My guiding words from past years have been: trust, play, Eros, courage, and joy. Let’s say my word is joy. When a situation comes up I ask myself, ”Am I feeling joy in this moment? If not, how can I bring more joy to this moment?” Sometimes, the remedy is as simple as putting a smile on my face, or finding some little detail to appreciate. When I do it, I’m on my way to fulfilling the feeling, quality, or even actions that I say I want. If I’m not able to bring joy to the moment, I get to experience the resistance in either my context or within myself, and try again next time. The state of joy would be one I’m trying to bring in as often as I can, and that just comes with awareness and practice.
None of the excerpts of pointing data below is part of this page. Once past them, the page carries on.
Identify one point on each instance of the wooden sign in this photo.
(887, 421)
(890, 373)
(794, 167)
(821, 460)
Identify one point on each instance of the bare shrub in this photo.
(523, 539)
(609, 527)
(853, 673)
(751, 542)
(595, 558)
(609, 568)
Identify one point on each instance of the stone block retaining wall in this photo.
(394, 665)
This year, my word is dance. I’ve been trained as a dancer and have been a somatic movement educator for over twenty years; in many ways I could say that movement and dance is my native tongue. And yet, I find I’m not dancing enough for my own good, not letting myself glide, or leap, or wiggle my hips both literally and metaphorically, and I want to return to that sense of play in this next year. I could also have chosen other words, but the word dance is the one that grabbed my attention.

There’ll be so many times when I’ll forget my word and I’ll find myself back to my old habits. But, by simply remembering my word, and that I was the one who chose that word over all other words in the English language for this year, I’ll be reminded that’s what I really want right now, and not this old stale habit. If I can’t fully get there on a given day, then I ask to have compassion for myself and recognize that change is an incremental process. And, if it’s still wintertime, and not yet the bloom of spring, it may be better to dream or meditate on my guiding word until it’s truly time to put it into action. I can let “dance” gain potency, and perhaps even urgency, as I sit with it and let it simmer in the dark. Once the warmth and light of spring calls me forward, my guiding principle for change will leap and spin with me.

What will your word for 2020 be? May it guide you through the changes you’d like to create for yourself and for our precious world.